The second Saturday of every December, we throw up a big tent, light up the barbecues and turn up the music. There’s face painting for the kids and gifts to pamper the mothers and grandmothers. Art supplies are set up at a separate table so kids can make thank-you cards for their loved ones inside. Because, as we tell them, these bikes are from them.
These days we’re reaching out to the chaplains inside prisons — including women’s facilities — to make sure we get the word out. They provide applications to anyone who has a kid who needs a bicycle and can make it to the festivities. At our 2022 giveaway, a 9-year-old named Paris arrived with her grandmother. Her daddy had been locked up since she was 2, and her grandmother told me that trust between them was raw and delicate. I got to see Paris’ eyes go wide as her dad called from California State Prison, Sacramento, and told her, “I bought you a bike. That’s why you’re there, to pick your bike!” Listening to that little girl speak to her father, I knew I had hit the ball the right way.
This Dec. 14 marked our 25th annual Community Giveback. We raised enough money to give away 280 bicycles. And we did something a little different. We sent those bikes into San Quentin so prisoners there could help put them together. We wanted them to taste a bit of the joy that comes with giving back.
I’m 73 now and semi-retired. Many people my age have been getting out of prison with nowhere to land where they’re treated with dignity. Legal Services for Prisoners with Children is building a home for some of them in the unused parsonage of a West Oakland church, but too many are dying before the thing is even done.
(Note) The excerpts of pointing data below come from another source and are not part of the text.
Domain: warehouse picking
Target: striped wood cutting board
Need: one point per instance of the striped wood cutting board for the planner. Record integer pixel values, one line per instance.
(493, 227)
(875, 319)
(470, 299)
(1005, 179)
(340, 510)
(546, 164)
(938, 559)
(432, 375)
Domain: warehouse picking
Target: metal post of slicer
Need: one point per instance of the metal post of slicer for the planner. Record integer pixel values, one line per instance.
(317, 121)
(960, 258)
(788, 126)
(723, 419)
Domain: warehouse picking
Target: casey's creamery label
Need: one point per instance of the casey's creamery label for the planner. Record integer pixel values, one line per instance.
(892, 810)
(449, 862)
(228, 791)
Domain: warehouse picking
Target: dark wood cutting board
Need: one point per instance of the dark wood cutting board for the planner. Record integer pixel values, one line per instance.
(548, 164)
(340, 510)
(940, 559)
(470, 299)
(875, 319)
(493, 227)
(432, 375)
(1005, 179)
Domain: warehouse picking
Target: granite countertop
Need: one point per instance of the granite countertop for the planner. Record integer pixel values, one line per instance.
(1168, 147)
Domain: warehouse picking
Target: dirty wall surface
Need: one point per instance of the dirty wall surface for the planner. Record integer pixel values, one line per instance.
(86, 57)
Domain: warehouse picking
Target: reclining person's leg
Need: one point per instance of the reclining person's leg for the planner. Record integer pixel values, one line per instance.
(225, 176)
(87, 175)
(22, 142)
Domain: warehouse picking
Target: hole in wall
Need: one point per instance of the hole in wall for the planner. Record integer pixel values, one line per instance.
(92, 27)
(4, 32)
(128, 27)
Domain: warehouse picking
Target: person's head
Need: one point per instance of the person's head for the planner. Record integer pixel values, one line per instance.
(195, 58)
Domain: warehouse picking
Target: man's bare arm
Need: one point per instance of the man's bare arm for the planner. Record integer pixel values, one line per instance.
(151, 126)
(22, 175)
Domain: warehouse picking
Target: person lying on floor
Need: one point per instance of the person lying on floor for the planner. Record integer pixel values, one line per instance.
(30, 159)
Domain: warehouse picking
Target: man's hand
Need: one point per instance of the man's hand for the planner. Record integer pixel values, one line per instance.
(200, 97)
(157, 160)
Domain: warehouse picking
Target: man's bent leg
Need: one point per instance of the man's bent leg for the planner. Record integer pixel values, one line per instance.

As for the nearly 20 million of us on the outside marked by felony convictions, too many are still considered suspects in our own neighborhoods. Revolution is a slow process, and there have been setbacks. We keep pushing. In the meantime, we’ll be giving away bikes in the name of those still locked inside, knitting our communities back together.
Dorsey Nunn recently retired as the executive director of Legal Services for Prisoners with Children. His book, “What Kind of Bird Can’t Fly: A Memoir of Resilience and Resurrection,” was published in April 2024 by Heyday Books. Co-authored by longtime journalist Lee Romney, it tracks Nunn’s personal and professional story from boyhood to incarceration in the revolutionary 1970s, the tough-on-crime prison explosion of the ’80s and ’90s, and the creation of All of Us or None, a national movement of formerly incarcerated people demanding restoration of their full civil and human rights.